Native American woman turns prejudice into pride

April 30, 1995|By JoAnne C. Broadwater | JoAnne C. Broadwater,Special to The Sun

When Linda Coates was a child growing up in northern Georgia, there were so many prejudices against Native Americans that her family didn't tell her she was part Cherokee.

"It wasn't a good thing to be Native American at that point in time," said Mrs. Coates, 47. "But being Native American has been an anchoring point for me and something I could live my life by."

Her family never spoke of its Native American heritage and didn't reveal the secret to her until she was nearly 30. But her grandmother, Mattie Jordan, who was half-Cherokee, made certain she learned the ways of Native American people as a child.

For the past four years, Mrs. Coates, whose Native American name is Silver Otter, has shared her grandmother's teachings as coordinator of Native American programs for the PECO Energy Co.'s Conowingo Visitors' Information Center on the Susquehanna River in Harford County.

In addition to organizing Native American cultural events, programs and classes as part of her work with the energy company, she also gives presentations in Native American cooking, storytelling, dancing, crafts and daily life to schoolchildren, Scouts and other groups. Last year, 8,500 people took part in the programs, most of which are free.

"When you learn something, it is only complete when you turn around and teach it to someone else," said Mrs. Coates, who lives in Cecil County and has studied with elders of the Seneca, Cherokee, Chippewa, Cree and Lakota tribes.

She said the Susquehannocks roamed northeastern Maryland and southern Pennsylvania until the 1700s, when the region fell under Iroquois influence.

"I want the students to understand that Native Americans have influenced how we've grown to be as a nation," Mrs. Coates said. Twenty-six states have Native American names, and the only alphabet developed in this country belonged to the Cherokee, she said.

During her programs, Mrs. Coates often wears regalia, Native American buckskin tunic, skirt, shoulder drape and wrap, and tie leggings made from the hides of six deer.
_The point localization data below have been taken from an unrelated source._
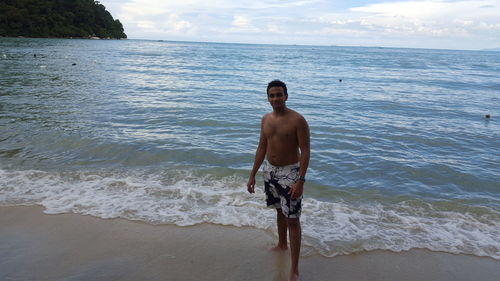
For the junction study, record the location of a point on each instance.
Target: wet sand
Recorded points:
(37, 246)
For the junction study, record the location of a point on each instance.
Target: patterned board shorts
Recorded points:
(278, 181)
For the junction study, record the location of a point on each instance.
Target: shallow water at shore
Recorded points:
(165, 132)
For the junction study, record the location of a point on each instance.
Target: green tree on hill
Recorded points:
(57, 18)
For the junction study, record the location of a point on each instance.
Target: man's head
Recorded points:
(277, 83)
(277, 94)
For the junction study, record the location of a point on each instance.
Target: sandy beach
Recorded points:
(37, 246)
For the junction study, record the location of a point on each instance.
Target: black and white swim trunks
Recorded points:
(278, 181)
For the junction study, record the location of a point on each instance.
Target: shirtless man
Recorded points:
(284, 141)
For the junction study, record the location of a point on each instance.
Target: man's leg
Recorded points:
(295, 232)
(282, 230)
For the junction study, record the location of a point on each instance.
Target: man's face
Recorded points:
(276, 97)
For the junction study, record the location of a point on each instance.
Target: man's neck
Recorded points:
(280, 111)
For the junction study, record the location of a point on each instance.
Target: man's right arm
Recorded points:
(260, 155)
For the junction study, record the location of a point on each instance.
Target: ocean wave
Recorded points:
(187, 197)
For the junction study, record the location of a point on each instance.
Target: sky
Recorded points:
(435, 24)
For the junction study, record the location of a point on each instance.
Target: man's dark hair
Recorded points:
(277, 83)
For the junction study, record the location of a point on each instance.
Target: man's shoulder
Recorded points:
(296, 116)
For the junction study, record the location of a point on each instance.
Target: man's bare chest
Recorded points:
(279, 130)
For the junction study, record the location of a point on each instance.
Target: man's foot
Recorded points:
(294, 277)
(279, 248)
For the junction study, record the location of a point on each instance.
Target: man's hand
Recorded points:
(251, 184)
(296, 190)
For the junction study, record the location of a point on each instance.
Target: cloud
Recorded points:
(426, 23)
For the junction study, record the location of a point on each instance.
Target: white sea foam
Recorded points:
(185, 198)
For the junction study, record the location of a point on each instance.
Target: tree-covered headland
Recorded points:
(58, 18)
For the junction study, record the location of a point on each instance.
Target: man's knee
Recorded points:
(293, 222)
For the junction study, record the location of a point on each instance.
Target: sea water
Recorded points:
(165, 132)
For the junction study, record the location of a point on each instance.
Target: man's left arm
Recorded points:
(305, 152)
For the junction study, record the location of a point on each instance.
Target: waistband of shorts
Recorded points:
(271, 166)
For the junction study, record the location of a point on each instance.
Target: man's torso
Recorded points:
(281, 135)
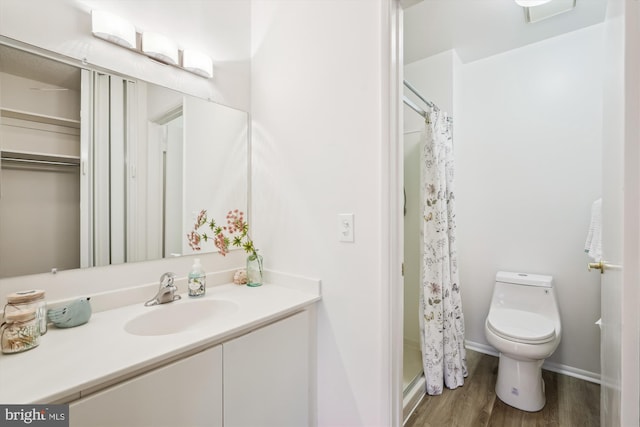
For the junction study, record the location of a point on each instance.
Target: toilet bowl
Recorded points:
(523, 324)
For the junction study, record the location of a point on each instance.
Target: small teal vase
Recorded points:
(254, 270)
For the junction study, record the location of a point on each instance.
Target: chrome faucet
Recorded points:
(166, 292)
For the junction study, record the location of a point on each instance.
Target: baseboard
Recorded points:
(549, 366)
(412, 397)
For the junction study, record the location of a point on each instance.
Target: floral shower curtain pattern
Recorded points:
(441, 318)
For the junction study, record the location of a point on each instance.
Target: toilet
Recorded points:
(523, 324)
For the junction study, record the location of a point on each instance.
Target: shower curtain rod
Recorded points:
(414, 107)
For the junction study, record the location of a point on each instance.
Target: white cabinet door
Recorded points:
(185, 393)
(267, 376)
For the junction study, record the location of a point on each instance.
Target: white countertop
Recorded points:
(70, 361)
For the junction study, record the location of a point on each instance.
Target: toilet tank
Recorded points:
(523, 291)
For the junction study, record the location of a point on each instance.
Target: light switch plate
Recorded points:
(345, 228)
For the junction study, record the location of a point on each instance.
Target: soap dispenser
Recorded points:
(197, 281)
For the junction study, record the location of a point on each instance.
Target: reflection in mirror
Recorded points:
(122, 182)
This month, she gave a presentation to second-grade students at Norrisville Elementary School. Her hair was braided. She wore a choker made from buffalo bones, abalone shell and leather, and a necklace made from a turtle shell.

"I liked her outfit a lot," said 8-year-old Samantha Hiob. "She found the turtle shell. She didn't just go out in the woods and kill it."

Mrs. Coates had come to the northwestern Harford school to talk about "circle thinking," early Native American lifestyles, culture and the many things she learned from her grandmother.

Circle thinking was one of the first things her grandmother wanted to be sure she understood, Mrs. Coates said.

"Routinely, I get calls and letters asking me how 15 million Native Americans lived in the United States before the Europeans got here and didn't have a strong impact on the environment," she said.

"I draw a circle and send it to them. Everything that was ever created is necessary to the circle. Everything in the circle affects every other thing," she said. "Native people are very aware that everything is important."

That is circle thinking, which recognizes the importance of protecting natural resources and avoiding waste.

If a Native American killed a deer, the brains would be used to tan the hide, Mrs. Coates said. Antlers might be used for a slingshot, buttons, arrowheads, fishing hooks or weapons.

"I like the way the Indians thought about circle thinking," said Peter Barry, a second-grader at Norrisville.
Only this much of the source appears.